Sheridan Le Fanu - leading ghost-story writer of his day

Yet another Irish and Dublin-born author has been honoured with a Google Doodle. Sheridan Le Fanu (1814 - 1873) joins the ranks that include James Joyce, Flann O'Brien and most significantly, Bram Stoker. The occasion of this Google tribute is to mark the 200th anniversary of his birth.
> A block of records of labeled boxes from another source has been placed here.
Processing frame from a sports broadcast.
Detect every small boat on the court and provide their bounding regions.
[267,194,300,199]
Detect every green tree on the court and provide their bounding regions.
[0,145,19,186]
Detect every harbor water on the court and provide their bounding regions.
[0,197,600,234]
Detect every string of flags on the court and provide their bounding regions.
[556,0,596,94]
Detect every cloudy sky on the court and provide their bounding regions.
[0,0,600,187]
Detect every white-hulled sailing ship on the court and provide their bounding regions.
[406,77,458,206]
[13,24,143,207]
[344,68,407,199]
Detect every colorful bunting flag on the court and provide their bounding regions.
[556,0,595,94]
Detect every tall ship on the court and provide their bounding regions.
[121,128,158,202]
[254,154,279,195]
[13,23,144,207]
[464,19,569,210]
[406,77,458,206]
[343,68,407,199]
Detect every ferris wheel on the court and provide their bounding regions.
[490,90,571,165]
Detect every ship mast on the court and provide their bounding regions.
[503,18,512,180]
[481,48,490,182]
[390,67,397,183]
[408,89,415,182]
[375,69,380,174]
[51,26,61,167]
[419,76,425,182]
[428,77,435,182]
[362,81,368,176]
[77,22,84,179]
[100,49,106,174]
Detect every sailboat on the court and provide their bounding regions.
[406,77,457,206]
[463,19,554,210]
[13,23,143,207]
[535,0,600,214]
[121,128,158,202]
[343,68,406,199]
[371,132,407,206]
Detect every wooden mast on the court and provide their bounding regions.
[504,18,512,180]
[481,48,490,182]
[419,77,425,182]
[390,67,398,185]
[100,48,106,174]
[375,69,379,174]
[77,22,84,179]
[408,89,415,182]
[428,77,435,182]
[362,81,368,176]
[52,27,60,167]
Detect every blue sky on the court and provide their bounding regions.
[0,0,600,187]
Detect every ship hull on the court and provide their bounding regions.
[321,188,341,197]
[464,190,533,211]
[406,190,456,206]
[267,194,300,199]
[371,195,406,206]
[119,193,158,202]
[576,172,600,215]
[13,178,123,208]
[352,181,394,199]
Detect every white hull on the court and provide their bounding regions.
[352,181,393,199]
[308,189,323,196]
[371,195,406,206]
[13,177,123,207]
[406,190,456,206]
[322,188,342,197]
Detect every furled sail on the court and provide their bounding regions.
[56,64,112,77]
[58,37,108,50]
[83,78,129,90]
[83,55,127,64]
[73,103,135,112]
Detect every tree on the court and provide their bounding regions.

Described as the leading ghost-story writer of the nineteenth century (Source: Wikipedia), he is widely credited with pioneering the genre of vampire fiction, directly influencing compatriot and fellow Dubliner, Bram Stoker in the composition of his classic work, Dracula. While not quite as well known as Stoker's oeuvre, Le Fanu's novella, Carmilla, preceded Dracula by more than 25 years. With its dark erotic overtones, it has been adapted many times and in different media since it was first published in 1871. In an age when vampire lore and legend has assumed a worldwide following, spawning a global industry of books, films, cultural iconography and so forth, it may surprise some to learn that the origins lie very much here, in Ireland.

Carmilla.jpg
"Carmilla" by David Henry Friston - English wikipedia via http://www.lacrypte.net/images/carmilla1.jpg.
Licensed under Public domain via Wikimedia Commons.

Joseph Thomas Sheridan Le Fanu was born in Dublin on 28 August, 1814. His place of birth is given as 45 Lower Dominick Street on Dublin's northside but his family moved soon thereafter, to the parish of Chapelizod in the vicinity of Phoenix Park. There is today, both a road and a park named after him in the Ballyfermot area of Dublin, close to where he grew up.

Born into a middle class family of literary distinction (Both his grandmother Alicia Sheridan LeFanu and his great-uncle Richard Brinsley Sheridan were playwrights (his niece Rhoda Broughton would become a successful novelist, according to Wikipedia) he struggled nevertheless, for most of his life with financial difficulties, leading to a varied but interesting career. Such circumstances probably lead to his support for popular causes of the day that carried a strong emphasis on social and political reform. He moved in circles that included Isaac Butt, Samuel Ferguson, John Mitchel, Thomas Francis Meagher.

Among his best known works, still widely read today, include Uncle Silas (1864) and In a Glass Darkly, a collection of short stories published shortly before his death that includes his seminal work, Carmilla.